Visualization of low-rate periodicity, before and after installation of a keylogger.  [Bartlett11a, figure 3]
Visualization of low-rate periodicity, before and after installation of a keylogger. [Bartlett11a, figure 3]
The paper “Low-Rate, Flow-Level Periodicity Detection”, by Genevieve Bartlett, John Heidemann, and Christos Papadopoulos is being presented at IEEE Global Internet 2011 in Shanghai, China this week. The full text is available at http://www.isi.edu/~johnh/PAPERS/Bartlett11a.pdf.
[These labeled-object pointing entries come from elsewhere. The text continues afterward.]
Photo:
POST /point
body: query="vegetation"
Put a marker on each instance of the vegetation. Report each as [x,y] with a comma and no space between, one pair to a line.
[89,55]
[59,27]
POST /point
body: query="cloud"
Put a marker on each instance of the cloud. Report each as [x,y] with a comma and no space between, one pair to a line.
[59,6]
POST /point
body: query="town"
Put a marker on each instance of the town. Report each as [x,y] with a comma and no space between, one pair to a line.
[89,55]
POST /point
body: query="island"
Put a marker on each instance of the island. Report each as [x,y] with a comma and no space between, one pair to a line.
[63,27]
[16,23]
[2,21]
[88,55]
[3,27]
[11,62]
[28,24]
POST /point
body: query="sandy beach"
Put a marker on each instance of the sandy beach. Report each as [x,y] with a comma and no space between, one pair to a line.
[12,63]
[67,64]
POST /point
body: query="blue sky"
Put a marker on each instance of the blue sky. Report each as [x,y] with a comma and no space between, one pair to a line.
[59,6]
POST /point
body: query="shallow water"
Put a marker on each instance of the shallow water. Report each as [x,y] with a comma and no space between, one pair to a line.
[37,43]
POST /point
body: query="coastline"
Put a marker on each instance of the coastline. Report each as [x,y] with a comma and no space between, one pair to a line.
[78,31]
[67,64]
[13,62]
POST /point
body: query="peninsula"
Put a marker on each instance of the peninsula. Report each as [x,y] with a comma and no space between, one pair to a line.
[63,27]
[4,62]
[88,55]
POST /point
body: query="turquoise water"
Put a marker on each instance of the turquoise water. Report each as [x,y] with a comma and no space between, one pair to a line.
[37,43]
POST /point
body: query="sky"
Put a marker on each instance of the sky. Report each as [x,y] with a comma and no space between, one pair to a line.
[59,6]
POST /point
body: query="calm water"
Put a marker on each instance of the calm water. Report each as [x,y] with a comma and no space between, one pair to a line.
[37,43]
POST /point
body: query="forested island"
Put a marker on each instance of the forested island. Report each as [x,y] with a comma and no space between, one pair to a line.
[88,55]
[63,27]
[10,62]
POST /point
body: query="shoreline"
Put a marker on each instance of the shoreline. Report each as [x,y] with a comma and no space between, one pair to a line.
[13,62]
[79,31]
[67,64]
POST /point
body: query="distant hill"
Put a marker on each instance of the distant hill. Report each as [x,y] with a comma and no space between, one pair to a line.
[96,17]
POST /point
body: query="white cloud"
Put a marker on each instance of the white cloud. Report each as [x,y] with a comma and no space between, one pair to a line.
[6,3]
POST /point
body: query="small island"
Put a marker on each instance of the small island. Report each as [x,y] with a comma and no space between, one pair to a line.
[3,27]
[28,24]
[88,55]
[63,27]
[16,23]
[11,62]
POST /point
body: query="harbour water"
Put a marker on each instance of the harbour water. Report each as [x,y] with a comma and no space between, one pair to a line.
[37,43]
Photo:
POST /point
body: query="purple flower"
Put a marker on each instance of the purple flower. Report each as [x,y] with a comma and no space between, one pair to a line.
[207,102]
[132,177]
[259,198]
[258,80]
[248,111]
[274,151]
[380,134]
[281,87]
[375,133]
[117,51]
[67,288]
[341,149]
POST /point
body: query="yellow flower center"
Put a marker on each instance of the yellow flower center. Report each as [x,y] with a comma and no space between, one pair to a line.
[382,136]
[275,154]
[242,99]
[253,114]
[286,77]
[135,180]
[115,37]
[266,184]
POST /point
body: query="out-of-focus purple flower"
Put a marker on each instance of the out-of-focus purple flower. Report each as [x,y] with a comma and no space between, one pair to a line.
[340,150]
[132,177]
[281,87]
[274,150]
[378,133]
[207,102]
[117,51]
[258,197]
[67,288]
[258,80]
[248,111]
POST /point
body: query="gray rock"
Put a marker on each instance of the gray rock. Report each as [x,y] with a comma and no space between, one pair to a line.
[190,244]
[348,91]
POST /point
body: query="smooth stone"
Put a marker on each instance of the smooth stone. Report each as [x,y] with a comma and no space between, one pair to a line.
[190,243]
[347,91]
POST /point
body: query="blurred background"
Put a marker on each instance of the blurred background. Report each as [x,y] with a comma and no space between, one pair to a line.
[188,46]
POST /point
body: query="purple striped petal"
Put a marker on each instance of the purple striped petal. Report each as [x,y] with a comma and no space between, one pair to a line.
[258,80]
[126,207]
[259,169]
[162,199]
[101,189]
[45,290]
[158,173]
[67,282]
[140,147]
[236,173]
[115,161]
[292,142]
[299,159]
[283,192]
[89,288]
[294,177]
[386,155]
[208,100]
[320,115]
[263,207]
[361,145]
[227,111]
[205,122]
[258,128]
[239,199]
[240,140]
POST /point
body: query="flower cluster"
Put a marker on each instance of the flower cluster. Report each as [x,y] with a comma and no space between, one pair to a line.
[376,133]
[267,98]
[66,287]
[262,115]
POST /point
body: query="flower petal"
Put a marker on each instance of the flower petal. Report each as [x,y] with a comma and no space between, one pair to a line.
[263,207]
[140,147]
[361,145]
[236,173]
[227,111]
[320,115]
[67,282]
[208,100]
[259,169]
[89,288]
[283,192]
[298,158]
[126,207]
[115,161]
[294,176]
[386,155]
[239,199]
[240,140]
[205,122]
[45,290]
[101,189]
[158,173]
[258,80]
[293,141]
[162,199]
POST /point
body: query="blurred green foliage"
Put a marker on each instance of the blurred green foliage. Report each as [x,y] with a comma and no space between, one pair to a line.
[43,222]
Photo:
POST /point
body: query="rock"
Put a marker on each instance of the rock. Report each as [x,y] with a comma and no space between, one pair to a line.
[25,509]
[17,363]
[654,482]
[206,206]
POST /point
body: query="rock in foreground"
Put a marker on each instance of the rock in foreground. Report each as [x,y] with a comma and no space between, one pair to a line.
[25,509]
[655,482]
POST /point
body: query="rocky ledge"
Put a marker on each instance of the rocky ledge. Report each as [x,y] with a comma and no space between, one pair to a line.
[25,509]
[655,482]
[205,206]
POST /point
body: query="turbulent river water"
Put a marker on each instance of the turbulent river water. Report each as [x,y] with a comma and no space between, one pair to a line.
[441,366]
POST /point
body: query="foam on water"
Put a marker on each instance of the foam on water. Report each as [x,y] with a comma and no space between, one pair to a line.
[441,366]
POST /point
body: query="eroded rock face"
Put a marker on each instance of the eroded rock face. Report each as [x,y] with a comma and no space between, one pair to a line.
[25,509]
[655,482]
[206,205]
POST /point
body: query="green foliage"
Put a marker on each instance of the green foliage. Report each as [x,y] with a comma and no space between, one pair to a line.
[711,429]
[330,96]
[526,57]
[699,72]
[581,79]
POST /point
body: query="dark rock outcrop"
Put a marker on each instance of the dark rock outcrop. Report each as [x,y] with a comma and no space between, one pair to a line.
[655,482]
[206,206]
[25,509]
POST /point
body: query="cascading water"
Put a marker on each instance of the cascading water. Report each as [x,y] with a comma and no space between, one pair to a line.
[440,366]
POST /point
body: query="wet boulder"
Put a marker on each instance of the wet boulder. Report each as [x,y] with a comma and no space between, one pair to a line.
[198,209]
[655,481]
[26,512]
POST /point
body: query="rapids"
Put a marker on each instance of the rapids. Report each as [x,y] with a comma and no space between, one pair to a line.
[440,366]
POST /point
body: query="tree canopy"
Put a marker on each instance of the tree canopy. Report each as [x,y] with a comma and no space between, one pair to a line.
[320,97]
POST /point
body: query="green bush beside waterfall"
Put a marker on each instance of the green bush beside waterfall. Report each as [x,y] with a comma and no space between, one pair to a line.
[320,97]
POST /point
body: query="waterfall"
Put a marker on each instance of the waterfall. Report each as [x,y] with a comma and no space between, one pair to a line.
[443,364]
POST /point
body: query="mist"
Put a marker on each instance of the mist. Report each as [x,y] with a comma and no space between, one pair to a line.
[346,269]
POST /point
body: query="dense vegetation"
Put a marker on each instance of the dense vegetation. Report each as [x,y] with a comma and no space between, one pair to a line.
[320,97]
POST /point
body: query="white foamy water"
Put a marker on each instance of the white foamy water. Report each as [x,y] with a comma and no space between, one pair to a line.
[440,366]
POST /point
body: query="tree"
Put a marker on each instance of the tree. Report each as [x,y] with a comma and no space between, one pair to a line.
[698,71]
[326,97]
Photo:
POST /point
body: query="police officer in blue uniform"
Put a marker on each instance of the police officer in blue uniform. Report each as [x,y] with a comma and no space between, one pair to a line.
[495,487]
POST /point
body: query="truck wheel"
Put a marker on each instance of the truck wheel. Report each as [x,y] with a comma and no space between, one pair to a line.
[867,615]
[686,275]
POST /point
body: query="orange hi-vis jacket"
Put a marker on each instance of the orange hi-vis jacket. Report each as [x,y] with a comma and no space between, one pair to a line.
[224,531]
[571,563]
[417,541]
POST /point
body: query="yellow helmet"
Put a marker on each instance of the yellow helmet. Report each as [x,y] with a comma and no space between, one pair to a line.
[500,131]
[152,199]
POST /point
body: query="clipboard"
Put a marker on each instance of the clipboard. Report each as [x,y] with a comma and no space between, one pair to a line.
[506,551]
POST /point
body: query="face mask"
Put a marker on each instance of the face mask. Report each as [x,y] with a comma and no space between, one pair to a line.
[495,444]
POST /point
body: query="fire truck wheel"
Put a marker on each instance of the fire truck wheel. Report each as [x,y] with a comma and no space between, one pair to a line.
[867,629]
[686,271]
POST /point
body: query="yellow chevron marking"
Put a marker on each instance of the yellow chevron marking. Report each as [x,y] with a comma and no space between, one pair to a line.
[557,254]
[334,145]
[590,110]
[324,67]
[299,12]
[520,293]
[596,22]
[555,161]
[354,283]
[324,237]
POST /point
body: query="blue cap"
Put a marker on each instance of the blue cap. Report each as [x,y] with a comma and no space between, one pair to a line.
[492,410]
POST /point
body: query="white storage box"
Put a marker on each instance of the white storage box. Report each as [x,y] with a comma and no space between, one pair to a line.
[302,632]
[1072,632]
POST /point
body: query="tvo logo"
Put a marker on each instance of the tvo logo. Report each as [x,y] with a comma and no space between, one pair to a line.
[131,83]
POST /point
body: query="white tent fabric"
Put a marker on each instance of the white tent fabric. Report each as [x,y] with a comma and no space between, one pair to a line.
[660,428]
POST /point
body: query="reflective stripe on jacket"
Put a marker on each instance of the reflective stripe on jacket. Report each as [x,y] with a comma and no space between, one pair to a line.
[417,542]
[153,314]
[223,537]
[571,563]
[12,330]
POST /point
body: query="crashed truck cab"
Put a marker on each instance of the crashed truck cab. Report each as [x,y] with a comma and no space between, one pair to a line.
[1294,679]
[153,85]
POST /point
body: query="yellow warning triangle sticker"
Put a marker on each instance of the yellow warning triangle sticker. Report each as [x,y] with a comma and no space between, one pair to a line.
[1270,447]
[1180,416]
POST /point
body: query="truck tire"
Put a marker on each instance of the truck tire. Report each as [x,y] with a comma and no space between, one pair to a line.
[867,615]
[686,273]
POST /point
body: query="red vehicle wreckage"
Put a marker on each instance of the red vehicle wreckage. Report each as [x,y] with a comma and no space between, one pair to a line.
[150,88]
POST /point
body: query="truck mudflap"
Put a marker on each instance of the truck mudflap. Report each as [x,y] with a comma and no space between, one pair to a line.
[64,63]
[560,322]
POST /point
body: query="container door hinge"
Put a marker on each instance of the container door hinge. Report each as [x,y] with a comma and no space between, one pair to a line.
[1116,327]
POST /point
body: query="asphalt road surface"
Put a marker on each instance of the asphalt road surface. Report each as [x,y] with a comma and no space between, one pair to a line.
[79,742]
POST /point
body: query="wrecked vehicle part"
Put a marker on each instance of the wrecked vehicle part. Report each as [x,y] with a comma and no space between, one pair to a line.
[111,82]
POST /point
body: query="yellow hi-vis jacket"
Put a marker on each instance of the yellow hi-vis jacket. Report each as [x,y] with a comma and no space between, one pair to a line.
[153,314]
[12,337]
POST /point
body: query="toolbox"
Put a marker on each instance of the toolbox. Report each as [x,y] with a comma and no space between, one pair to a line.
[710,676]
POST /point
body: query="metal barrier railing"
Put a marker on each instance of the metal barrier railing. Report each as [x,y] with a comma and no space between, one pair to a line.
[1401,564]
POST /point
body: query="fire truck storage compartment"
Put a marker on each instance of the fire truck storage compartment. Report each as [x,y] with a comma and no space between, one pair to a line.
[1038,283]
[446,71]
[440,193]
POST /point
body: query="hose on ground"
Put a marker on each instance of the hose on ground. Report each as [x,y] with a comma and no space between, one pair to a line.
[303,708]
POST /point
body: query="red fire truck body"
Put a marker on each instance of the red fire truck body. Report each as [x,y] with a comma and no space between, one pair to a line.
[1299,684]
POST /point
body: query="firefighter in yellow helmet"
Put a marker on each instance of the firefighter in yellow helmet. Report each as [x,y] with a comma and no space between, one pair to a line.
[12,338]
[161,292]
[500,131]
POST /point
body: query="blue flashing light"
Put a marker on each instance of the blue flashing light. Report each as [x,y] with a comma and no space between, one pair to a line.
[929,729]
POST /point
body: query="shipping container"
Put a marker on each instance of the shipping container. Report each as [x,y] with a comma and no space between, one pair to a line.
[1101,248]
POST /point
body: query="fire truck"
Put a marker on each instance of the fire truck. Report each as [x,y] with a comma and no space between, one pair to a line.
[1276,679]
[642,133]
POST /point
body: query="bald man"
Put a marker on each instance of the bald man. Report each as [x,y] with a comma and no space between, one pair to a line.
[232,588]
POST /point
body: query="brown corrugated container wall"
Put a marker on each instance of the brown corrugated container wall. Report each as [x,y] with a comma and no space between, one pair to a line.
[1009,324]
The abstract summarizes the work:

As desktops and servers become more complicated, they employ an increasing amount of automatic, non-user initiated communication. Such communication can be good (OS updates, RSS feed readers, and mail polling), bad (keyloggers, spyware, and botnet command-and-control), or ugly (adware or unauthorized peer-to-peer applications). Communication in these applications is often regular, but with very long periods, ranging from minutes to hours. This infrequent communication and the complexity of today’s systems makes these applications difficult for users to detect and diagnose. In this paper we present a new approach to identify low-rate periodic network traffic and changes in such regular communication. We employ signal-processing techniques, using discrete wavelets implemented as a fully decomposed, iterated filter bank. This approach not only detects low-rate periodicities, but also identifies approximate times when traffic changed. We implement a self-surveillance application that externally identifies changes to a user’s machine, such as interruption of periodic software updates, or an installation of a keylogger.

The datasets used in this paper are available on request, and through PREDICT.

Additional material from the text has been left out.